I have a string $s1 = \"a_b\";
and I want to match this string but only capture the letters. I tried to use a lookahead:
if($s1 =~ /([a-z])(?=_)
A lookahead looks for next immediate positions and if a true-assertion takes place it backtracks to previous match - right after a
- to continue matching.

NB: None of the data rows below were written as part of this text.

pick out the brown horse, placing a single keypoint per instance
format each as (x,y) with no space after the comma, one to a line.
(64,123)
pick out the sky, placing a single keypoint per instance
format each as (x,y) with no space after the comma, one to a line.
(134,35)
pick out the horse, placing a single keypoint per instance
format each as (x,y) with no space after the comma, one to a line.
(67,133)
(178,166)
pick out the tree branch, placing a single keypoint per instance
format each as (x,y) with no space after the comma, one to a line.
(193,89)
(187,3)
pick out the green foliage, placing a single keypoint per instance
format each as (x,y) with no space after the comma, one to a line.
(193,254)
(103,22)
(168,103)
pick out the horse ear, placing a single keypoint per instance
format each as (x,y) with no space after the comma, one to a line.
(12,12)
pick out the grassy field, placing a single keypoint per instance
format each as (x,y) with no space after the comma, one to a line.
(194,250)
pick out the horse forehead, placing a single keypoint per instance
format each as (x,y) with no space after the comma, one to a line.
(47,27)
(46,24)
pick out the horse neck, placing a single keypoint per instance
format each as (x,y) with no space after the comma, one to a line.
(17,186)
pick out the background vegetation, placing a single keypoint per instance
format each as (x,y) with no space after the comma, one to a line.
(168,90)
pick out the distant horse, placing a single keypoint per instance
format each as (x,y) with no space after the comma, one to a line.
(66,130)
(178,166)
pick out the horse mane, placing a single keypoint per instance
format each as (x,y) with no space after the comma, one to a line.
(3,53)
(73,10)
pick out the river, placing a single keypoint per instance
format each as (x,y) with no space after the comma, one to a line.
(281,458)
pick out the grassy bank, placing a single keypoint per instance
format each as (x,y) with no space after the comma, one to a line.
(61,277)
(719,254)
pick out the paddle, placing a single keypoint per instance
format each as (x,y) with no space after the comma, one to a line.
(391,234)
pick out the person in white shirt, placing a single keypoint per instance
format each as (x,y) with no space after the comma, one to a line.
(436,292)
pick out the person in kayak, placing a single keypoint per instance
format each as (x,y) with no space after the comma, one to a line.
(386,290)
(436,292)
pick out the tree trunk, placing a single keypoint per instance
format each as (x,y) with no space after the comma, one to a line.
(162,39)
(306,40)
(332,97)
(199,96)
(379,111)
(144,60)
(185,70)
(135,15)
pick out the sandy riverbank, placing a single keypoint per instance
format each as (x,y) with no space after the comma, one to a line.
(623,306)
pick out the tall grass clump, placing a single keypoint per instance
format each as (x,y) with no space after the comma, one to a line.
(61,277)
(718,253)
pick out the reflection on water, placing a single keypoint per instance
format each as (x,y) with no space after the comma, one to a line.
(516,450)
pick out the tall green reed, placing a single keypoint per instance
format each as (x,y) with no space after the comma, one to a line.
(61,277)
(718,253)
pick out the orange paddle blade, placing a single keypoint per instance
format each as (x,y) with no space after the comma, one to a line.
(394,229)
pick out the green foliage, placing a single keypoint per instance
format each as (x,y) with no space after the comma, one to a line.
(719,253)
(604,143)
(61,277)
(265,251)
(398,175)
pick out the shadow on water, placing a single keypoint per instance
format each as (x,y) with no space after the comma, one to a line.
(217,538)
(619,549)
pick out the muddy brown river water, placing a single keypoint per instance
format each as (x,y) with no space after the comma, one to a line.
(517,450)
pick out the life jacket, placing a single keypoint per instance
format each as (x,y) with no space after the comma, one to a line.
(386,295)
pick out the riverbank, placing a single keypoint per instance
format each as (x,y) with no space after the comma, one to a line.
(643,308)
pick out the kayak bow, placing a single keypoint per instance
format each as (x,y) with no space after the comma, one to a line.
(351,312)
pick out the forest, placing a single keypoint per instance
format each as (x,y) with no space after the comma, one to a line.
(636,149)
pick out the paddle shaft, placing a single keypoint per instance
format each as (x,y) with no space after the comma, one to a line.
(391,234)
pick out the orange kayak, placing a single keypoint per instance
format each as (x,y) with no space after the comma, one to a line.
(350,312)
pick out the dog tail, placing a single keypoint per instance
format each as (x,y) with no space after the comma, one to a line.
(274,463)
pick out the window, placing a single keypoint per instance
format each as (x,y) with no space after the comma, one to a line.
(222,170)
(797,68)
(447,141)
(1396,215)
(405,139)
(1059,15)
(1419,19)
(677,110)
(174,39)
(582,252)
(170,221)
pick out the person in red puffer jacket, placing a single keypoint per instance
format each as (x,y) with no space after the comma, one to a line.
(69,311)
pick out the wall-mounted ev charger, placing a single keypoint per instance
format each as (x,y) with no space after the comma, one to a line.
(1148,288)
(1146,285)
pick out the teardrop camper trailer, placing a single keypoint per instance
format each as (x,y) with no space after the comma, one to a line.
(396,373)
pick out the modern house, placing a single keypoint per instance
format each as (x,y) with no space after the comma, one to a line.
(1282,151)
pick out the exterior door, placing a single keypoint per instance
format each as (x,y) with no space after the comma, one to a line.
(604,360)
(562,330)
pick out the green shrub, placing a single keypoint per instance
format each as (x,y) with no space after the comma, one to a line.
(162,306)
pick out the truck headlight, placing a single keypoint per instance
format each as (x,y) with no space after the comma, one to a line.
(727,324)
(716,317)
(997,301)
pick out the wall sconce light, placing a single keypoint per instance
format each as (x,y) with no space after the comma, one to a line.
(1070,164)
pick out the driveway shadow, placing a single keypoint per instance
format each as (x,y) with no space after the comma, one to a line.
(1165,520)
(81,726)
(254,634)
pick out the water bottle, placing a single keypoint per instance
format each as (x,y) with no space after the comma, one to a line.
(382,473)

Your regex would work only if you bring a _
next to the positive lookahead ([a-z])(?=_)_([a-z])
You even don't need (non-)capturing groups in substitution:
if ($s1 =~ /([a-z])_([a-z])/) { print "Captured: $1, $2\n"; }
In reply to @Borodin's comment
I think that moving backwards is the same as a backtrack which is more recognizable by debugging the whole thing (Perl debug mode):
Matching REx "a(?=_)_b" against "a_b"
.
.
.
0 <> <a_b> | 0| 1:EXACT <a>(3)
1 <a> <_b> | 0| 3:IFMATCH[0](9)
1 <a> <_b> | 1| 5:EXACT <_>(7)
2 <a_> <b> | 1| 7:SUCCEED(0)
| 1| subpattern success...
1 <a> <_b> | 0| 9:EXACT <_b>(11)
3 <a_b> <> | 0| 11:END(0)
Match successful!
As above debug output shows at forth line of results (when 3rd step took place) engine consumes characters a_
(while being in a lookahead assertion) and then we see a backtrack happens after successful assertion of positive lookahead, engine skips whole sub-pattern in a reverse manner and starts at the position right after a
.
At line #5, engine has consumed one character only: a
. Regex101 debugger:
How I interpret this backtrack is more clear in this illustration (Thanks to @JDB, I borrowed his style of representation)
a(?=_)_b
*
|\
| \
| : a (match)
| * (?=_)
| |↖
| | ↖
| |↘ ↖
| | ↘ ↖
| | ↘ ↖
| | : _ (match)
| | ^ SUBPATTERN SUCCESS (OP_ASSERT :=> MATCH_MATCH)
| * _b
| |\
| | \
| | : _ (match)
| | : b (match)
| | /
| |/
| /
|/
MATCHED
By this I mean if lookahead assertion succeeds - since extraction of parts of input string is happened - it goes back upward (back to previous match offset - (eptr
(pointer into the subject) is not changed but offset is) and while resetting consumed chars it tries to continue matching from there and I call it a backtrack. Below is a visual representation of steps taken by engine with use of Regexp::Debugger
So I see it a backtrack or a kind of, however if I'm wrong with all these said, then I'd appreciate any reclaims with open arms.